Accepting the abnormal is normal??????

 
                                                                 Do not disturb :P
                                      
                                                                    Loitering?
mercy that counts..

I walked the hustle way, avoiding the noisy vehicles and the irritating bike’s speed, am looking around giving the keen interest in every corner of the places though its little complicated to give mind in something as the June and July temperature of kathmandu is piercing through my skin but then I tried to remember the time, I was in Delhi in June month, the temperature nearly killed me during my stay at that time…I can clearly remember how I and my friend Tsering could survive through that killing temperature…and that makes me smile back and continue to where I was heading…

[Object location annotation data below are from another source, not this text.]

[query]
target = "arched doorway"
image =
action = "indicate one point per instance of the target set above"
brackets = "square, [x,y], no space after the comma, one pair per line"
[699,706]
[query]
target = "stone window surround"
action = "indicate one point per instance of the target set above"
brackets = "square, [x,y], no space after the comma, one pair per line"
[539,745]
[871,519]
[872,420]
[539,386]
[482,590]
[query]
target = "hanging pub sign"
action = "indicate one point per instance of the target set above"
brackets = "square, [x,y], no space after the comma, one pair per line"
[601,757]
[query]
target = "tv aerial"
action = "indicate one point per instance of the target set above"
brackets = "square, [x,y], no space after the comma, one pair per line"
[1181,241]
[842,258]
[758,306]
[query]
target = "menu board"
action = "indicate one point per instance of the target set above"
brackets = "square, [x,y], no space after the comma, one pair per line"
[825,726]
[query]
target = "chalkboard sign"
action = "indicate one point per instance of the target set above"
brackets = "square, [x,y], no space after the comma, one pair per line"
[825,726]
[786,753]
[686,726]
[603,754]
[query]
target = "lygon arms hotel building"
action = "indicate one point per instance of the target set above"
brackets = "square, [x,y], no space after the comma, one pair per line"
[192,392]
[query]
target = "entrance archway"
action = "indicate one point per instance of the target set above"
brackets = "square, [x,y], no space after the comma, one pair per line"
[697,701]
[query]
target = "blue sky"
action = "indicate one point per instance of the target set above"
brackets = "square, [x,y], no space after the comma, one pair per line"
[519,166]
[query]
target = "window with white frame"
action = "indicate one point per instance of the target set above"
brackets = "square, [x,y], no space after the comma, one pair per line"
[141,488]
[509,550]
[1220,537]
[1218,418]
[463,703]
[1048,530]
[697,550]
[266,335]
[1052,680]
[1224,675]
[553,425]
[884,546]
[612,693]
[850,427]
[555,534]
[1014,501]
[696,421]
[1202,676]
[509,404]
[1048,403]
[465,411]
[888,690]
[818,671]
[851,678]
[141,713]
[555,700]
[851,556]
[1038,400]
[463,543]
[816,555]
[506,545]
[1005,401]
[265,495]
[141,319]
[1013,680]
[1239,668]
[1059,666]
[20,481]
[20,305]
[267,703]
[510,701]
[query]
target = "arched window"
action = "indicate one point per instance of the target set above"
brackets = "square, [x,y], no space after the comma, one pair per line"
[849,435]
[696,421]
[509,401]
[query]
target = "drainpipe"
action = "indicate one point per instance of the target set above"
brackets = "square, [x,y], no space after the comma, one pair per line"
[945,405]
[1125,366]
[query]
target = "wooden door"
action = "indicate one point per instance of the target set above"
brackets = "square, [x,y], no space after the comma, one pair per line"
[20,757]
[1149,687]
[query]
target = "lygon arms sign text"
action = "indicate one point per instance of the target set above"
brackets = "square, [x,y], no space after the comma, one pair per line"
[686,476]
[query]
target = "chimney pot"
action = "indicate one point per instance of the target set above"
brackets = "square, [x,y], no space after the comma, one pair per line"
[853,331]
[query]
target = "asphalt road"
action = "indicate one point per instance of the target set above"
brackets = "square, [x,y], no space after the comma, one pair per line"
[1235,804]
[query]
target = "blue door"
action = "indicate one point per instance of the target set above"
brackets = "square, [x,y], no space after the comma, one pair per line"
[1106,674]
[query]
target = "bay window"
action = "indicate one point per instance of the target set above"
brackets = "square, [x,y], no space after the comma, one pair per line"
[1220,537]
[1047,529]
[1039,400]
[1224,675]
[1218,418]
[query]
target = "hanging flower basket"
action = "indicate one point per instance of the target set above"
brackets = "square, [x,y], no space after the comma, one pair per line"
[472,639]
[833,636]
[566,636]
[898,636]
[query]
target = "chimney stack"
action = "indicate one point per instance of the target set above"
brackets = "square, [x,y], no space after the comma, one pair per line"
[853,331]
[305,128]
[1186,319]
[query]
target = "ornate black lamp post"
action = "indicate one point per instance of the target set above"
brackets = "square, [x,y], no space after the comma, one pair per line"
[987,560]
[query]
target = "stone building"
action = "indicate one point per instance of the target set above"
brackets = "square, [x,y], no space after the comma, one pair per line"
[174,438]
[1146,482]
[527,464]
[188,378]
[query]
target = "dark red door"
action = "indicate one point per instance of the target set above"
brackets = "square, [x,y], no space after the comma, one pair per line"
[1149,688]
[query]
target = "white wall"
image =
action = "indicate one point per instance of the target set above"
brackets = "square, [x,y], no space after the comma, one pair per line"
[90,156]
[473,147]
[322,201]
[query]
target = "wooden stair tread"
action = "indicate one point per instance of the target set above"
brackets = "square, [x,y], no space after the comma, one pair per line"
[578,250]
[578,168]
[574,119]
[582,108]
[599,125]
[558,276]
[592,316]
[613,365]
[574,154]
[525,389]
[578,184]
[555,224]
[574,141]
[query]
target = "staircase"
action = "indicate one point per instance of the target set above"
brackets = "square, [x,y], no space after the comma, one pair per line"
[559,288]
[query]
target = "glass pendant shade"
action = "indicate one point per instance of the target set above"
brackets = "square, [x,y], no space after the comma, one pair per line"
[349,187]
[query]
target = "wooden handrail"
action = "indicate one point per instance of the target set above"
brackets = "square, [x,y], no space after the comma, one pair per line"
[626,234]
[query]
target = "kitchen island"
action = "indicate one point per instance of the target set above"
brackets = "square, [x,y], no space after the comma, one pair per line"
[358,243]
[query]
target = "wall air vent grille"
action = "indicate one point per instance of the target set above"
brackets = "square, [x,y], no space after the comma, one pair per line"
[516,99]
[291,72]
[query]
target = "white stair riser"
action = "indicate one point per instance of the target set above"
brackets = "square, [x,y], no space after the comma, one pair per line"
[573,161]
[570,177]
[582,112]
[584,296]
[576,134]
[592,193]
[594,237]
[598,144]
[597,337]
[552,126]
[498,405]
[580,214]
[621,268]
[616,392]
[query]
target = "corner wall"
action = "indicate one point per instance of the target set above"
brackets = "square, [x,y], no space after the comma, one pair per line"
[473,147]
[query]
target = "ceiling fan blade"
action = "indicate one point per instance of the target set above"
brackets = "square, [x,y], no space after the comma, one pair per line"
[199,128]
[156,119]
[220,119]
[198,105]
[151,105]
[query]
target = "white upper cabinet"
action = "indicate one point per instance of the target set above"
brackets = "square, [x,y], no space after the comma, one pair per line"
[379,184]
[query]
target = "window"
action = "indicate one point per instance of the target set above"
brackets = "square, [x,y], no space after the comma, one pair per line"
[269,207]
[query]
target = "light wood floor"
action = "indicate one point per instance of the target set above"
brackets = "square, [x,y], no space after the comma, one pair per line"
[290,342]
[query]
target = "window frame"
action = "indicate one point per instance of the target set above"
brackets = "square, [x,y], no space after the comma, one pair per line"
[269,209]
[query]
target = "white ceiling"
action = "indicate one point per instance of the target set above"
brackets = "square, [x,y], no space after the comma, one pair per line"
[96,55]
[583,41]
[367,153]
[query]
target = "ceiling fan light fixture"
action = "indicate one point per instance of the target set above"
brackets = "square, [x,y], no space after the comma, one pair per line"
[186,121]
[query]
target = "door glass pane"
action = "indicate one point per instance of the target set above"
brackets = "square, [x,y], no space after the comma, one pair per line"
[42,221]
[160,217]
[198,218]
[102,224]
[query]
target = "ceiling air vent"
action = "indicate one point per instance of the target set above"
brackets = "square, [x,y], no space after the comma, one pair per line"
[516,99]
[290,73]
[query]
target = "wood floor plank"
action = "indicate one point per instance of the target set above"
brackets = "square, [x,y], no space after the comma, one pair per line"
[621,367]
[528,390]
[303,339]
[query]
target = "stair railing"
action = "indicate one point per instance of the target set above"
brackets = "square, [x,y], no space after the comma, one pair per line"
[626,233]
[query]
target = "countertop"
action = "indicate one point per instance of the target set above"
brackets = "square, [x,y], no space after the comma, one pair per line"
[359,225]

I was then back to my own world thinking deeply in my own way, I was looking around the places as I passed the busy and dusty road of the Arubari, watching the different way of living of the houses, giving full interest in the people’s way of life, observing their way of living, sinking in their views while they were communicating, trying to be easy with their lifestyle, getting to know how they are different from each other in every single way but still they seems very much comfortable with one another……this is what the world goes and no can bring any changes in it……elders says that the God has created this world and it is how the
God wants….but this isn’t true at all.. this is completely wrong ….truth is “people are the one who has created this society and the way of living not God…people hardly accepts this….everything that is being performed in the society and among the people…is our creation….we the people not God…God never came on the earth and said people needed to give bribe, dowry ,economic crisis in every small way ,evil thoughts ,needed to hate each other etc….it all our creations…sorry to say it’s not God……

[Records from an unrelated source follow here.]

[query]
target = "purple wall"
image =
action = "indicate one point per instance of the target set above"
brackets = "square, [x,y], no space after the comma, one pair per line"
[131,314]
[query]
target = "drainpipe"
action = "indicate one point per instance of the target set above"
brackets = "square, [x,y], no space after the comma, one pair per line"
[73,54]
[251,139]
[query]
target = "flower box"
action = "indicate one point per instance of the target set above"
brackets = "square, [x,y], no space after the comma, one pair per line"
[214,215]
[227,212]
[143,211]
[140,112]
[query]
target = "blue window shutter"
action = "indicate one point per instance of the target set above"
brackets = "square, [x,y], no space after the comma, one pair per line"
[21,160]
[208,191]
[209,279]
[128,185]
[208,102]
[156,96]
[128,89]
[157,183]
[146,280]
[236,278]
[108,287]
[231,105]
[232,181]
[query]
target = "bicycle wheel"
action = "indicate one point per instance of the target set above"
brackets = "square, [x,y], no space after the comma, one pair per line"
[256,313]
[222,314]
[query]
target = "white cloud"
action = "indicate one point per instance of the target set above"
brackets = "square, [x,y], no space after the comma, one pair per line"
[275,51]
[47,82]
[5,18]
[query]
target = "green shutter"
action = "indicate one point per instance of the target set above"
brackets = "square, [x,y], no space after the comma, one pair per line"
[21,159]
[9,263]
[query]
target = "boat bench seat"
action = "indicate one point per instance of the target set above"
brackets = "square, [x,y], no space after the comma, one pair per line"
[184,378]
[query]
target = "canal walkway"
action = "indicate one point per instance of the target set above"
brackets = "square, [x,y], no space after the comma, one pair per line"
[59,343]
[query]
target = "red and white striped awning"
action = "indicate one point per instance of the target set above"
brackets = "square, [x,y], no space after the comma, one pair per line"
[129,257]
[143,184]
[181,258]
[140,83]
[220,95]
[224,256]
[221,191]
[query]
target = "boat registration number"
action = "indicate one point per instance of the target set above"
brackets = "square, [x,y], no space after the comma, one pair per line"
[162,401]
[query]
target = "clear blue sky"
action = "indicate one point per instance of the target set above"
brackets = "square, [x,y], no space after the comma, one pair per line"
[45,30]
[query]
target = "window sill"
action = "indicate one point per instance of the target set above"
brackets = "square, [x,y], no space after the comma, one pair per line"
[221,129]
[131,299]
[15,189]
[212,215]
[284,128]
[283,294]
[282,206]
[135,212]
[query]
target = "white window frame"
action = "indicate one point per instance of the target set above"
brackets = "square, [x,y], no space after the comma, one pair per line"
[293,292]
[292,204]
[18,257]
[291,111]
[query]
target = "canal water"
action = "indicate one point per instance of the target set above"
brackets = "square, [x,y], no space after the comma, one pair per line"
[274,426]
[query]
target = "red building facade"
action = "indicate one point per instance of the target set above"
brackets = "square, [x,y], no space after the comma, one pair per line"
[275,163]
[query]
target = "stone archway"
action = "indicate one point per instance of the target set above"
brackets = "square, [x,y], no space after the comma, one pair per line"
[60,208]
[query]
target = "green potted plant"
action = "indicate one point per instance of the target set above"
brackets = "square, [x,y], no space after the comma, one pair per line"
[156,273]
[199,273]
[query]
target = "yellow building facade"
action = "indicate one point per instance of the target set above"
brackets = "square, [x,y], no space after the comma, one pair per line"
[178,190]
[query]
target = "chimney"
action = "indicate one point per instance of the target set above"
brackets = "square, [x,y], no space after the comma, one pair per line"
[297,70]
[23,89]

To be accepted and get easily mingle, I tried to someone else behind me ,pretending to be like them, laughing with their silly jokes, staying happy with the fake happiness, showing the fake smile all the day….hahah this is really funny that I am doing this but its interesting that I came to know something different I was unknown….i used to think need to change myself cause I am different and everyone else seems happy in this way…thought for a long time and said to myself….may be I am psycho or abnormal living in this normal world….need to me Normal now…
But as I saw this world close and closer, came to know many certain things which are completely shocking to me…i never wanted to know these bitter facts of the people and society….may be this is what the society is and may be this is how the world goes….may be this is how the people accepts everything…..but…..sometimes these normal people living in this normal world pretends in such an immense way that it creates such a situation where I find myself in complicated bridge which is hard to cross and no way to stay in that bridge still…this creates a moment where you can’t act normal in anyway..i.e …you completely look like an Abnormal person……well its really hard to take a single breath to act like a normal person which I am suppose to be pretending to be normal……whatever the people says and the worlds thinks I am happy the way I am..giving a full 32 teeth smile to myself, I am happy that at last I am the normal person …Abnormal are those who act like a normal and who pretends in every single walk of the life…….FAKE WORLD.